The annualized rate of exacerbations judged to be either moderate or severe was chosen as the main study endpoint. Key secondary endpoints included change in pre-bronchodilator FEV1, changes in disease-related quality of life assessed by SGRQ, and symptom changes measured by E-RS-COPD scores.
Overall, 939 patients were randomized in the trial, 468 in the dupilumab group and 471 in the placebo group. A total of 95.1% and 93.4%, respectively, in the dupilumab and placebo groups completed the study. The mean age in both groups was 65 years, 84% were white, about two-thirds were male, and 30% were current smokers.
Adverse events were balanced in the two groups, including for the proportion of patients with events that led to discontinuation (3.0% in the dupilumab group and 3.4% in the placebo group), serious adverse events (13.6% vs 15.5%), and adverse events that led to death (1.5% and 1.7%), the researchers said.
The clinical improvements shown in the BOREAS trial "confirm the role of interleukin-4 or interleukin-13 (or both) in the pathophysiological characteristics of this COPD subpopulation with type 2 inflammation that extends beyond the role of interleukin-5 and eosinophils," Bhatt and colleagues noted.
"Dupilumab may play a role in reducing goblet-cell hyperplasia, mucus hypersecretion, and airway remodeling through its inhibition of the interleukin-4 or interleukin-13 pathway," they added.
The study was conducted during the COVID-19 pandemic, which may have affected both patient recruitment and the frequency of COPD exacerbations, Bhatt and colleagues acknowledged. The researchers also cited the small number of Black participants and lack of randomization by smoking status as study limitations.
Disclosures
This research was funded by Sanofi and Regeneron Pharmaceuticals.

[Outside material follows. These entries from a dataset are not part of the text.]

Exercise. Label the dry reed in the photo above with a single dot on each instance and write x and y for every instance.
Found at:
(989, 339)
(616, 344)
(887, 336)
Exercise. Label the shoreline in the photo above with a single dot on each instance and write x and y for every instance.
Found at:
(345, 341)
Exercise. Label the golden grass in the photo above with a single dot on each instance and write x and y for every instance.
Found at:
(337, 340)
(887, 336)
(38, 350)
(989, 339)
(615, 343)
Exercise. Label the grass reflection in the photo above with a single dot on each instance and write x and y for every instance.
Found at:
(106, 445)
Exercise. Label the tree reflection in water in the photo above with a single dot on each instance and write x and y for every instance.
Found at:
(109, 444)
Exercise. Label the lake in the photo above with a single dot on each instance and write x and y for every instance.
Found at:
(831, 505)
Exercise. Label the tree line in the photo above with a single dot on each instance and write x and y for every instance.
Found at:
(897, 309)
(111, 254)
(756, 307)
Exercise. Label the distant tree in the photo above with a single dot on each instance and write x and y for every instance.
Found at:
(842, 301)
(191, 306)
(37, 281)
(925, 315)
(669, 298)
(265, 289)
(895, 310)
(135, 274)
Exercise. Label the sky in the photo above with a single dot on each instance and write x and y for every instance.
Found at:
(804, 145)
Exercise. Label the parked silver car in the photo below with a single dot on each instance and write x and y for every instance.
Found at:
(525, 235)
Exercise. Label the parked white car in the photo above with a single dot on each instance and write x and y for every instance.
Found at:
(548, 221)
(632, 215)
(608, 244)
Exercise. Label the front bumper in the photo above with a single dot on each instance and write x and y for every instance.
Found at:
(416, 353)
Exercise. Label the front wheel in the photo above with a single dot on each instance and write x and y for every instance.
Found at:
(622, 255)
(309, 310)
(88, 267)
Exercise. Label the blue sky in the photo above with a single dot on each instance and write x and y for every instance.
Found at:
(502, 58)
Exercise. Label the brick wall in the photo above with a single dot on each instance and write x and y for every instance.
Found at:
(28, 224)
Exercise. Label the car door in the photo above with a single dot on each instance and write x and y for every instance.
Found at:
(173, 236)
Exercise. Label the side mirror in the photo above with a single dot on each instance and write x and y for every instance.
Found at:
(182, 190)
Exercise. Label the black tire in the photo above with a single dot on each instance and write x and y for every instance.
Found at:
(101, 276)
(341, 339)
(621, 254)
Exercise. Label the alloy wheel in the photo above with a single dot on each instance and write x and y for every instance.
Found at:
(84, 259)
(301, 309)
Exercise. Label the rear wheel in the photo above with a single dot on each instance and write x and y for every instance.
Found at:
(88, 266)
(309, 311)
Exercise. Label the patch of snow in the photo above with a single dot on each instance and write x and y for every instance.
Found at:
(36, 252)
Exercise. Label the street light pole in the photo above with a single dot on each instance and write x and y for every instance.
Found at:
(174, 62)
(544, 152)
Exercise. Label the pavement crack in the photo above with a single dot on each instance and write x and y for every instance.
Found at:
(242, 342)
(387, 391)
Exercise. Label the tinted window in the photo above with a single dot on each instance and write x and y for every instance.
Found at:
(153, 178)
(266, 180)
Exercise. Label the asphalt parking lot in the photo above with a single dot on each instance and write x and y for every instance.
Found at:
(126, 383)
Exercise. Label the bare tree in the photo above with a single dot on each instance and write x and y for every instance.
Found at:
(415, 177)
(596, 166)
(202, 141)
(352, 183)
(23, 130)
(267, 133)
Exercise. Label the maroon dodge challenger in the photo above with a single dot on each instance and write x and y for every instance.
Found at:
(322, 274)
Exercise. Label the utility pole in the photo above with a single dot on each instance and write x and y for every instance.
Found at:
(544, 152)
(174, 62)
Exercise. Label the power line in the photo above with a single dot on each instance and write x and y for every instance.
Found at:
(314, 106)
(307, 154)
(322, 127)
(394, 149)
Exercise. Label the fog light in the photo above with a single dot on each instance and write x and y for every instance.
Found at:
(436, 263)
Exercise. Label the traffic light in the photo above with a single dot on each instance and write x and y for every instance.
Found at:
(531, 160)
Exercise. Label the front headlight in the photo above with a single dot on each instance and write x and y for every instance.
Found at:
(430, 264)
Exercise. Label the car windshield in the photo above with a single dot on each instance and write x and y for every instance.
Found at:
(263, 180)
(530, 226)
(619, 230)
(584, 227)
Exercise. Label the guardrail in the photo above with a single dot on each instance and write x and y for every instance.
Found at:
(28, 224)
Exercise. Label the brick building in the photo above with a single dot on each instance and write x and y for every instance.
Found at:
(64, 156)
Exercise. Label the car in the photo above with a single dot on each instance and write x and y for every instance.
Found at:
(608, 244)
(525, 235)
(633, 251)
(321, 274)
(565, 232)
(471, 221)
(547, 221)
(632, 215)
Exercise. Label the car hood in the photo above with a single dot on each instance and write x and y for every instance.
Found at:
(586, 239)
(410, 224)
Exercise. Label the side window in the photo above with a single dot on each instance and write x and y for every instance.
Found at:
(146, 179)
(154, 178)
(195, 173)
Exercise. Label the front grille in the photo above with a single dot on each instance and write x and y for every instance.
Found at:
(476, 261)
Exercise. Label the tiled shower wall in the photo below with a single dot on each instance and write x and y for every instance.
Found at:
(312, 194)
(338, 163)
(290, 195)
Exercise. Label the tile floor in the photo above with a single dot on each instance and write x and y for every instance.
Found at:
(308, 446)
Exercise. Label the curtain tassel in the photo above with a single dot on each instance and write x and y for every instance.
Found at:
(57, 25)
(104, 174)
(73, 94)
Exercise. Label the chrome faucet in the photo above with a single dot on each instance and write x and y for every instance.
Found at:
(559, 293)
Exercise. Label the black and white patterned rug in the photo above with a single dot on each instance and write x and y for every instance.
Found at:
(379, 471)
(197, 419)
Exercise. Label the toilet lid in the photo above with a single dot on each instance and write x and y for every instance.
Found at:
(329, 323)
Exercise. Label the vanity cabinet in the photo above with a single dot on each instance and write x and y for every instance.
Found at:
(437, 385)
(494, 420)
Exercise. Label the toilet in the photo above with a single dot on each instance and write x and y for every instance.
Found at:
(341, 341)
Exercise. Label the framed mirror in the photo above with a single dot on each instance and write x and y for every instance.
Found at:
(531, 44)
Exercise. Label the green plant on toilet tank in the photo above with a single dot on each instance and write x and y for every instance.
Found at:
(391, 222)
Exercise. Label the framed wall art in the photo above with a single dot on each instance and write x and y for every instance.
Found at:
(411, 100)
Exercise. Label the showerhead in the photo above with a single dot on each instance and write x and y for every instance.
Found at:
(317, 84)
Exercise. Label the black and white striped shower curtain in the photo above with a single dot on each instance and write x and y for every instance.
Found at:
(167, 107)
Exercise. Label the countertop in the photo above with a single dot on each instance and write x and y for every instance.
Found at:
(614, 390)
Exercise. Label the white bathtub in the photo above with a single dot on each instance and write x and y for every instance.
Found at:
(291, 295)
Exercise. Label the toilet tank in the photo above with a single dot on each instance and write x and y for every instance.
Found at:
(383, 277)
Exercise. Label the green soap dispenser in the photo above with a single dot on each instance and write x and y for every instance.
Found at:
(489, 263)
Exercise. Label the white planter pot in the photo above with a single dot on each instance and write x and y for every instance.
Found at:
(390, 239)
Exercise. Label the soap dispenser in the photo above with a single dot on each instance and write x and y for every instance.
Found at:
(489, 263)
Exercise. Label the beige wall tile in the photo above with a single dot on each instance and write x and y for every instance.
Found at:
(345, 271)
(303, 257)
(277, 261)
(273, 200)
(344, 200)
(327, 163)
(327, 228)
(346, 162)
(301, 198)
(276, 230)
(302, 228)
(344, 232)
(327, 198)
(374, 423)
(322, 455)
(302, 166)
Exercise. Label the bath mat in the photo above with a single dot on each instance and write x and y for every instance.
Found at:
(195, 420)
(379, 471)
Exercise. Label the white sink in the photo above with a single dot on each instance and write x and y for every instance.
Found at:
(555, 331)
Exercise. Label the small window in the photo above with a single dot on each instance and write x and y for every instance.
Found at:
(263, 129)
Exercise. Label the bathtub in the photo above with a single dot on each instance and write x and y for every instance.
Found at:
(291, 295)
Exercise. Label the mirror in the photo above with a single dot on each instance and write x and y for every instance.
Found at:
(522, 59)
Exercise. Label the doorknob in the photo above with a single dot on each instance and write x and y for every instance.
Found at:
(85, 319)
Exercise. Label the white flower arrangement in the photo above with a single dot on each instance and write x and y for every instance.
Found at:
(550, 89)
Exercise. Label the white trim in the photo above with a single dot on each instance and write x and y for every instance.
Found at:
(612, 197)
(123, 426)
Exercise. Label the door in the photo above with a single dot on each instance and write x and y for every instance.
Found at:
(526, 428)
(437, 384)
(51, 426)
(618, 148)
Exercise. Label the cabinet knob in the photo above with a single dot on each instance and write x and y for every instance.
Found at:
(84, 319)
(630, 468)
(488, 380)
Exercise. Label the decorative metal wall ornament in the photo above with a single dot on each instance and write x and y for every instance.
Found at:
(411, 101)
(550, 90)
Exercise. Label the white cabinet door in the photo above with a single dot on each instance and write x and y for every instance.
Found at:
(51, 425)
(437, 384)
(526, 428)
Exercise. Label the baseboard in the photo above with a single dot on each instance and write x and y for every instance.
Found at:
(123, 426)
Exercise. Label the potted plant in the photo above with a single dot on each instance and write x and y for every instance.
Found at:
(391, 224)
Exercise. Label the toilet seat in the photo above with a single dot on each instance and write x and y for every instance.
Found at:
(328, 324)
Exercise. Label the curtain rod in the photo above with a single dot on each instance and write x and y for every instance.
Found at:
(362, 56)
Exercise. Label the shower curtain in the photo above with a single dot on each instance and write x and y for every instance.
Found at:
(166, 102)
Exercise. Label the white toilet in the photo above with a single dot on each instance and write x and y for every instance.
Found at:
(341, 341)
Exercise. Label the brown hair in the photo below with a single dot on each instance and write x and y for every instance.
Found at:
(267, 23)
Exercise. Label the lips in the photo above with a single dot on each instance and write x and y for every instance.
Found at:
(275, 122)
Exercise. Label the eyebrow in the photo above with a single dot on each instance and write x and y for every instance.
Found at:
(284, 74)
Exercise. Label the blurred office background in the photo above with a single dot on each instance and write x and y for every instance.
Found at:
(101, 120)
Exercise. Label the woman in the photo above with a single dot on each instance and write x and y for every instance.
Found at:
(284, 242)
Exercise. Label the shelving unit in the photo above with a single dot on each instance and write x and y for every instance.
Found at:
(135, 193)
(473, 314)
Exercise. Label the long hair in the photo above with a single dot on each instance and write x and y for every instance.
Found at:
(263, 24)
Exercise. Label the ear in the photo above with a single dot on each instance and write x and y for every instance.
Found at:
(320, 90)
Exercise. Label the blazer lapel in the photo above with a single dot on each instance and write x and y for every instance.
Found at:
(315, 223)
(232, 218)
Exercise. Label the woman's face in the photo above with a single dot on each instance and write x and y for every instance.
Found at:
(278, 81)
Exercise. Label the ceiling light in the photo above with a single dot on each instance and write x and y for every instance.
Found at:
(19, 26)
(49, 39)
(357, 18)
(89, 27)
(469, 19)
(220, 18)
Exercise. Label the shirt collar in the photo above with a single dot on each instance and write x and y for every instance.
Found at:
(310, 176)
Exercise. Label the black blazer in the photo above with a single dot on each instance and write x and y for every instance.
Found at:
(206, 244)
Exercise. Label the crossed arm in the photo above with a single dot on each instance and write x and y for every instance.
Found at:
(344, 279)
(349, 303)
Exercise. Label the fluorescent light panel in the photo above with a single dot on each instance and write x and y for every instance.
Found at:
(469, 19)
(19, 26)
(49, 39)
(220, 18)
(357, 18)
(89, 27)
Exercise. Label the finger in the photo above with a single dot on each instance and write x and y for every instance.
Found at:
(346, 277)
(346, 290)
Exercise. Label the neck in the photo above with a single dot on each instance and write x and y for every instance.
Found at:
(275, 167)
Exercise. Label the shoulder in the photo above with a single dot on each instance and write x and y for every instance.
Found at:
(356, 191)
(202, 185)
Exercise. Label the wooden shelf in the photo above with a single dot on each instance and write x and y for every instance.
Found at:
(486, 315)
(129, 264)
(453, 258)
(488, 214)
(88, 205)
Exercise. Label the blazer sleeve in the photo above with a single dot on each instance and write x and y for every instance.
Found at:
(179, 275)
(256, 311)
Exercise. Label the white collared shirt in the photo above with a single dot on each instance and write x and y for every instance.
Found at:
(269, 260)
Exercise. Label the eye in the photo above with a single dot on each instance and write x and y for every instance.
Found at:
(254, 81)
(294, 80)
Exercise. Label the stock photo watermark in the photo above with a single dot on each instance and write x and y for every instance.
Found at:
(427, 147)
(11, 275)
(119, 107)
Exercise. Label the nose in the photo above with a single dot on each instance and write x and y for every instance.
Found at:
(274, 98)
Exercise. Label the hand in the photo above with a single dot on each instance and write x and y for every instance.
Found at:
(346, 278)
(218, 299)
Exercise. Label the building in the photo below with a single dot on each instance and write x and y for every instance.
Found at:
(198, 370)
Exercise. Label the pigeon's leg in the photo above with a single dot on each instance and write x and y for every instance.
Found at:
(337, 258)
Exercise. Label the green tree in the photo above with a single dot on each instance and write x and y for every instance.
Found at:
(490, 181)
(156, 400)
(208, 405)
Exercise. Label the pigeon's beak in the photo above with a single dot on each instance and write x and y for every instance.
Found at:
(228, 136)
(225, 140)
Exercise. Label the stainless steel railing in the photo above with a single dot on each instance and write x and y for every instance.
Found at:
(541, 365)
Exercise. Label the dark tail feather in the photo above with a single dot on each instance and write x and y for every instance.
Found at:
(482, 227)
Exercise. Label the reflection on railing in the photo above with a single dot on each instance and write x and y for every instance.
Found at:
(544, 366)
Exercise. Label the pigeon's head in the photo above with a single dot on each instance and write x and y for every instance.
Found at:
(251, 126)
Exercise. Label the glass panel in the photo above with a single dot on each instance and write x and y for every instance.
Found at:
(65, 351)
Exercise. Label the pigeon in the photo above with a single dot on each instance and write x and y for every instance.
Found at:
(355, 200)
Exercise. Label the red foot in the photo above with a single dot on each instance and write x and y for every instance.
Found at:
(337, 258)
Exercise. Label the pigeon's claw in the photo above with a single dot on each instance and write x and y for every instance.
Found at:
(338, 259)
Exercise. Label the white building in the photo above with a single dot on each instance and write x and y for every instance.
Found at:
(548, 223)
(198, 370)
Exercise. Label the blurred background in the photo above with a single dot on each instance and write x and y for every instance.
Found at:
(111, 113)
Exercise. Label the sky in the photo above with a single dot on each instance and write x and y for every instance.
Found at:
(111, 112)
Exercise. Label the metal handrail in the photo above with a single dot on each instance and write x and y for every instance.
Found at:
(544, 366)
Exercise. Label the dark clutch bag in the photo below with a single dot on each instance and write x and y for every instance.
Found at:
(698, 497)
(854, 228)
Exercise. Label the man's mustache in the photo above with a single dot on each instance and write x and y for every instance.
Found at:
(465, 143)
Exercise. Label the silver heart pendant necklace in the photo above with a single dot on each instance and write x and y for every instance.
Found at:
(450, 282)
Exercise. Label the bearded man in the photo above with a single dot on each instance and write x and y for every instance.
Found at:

Bhatt reported research funding from Nuvaira and Sanofi/Regeneron, a patent pending for a spirometry method, and a relationship with Boehringer Ingelheim. Several researchers reported being employed by or holding stock in Sanofi or Regeneron.
Primary Source
American Thoracic Society
Bhatt SP "Dupilumab for COPD with type 2 inflammation indicated by eosinophil counts" ATS 2023.
Secondary Source
New England Journal of Medicine
Bhatt SP, et al "Dupilumab for COPD with type 2 inflammation indicated by eosinophil counts" N Engl J Med 2023; DOI: 10.1056/NEJMoa2303951.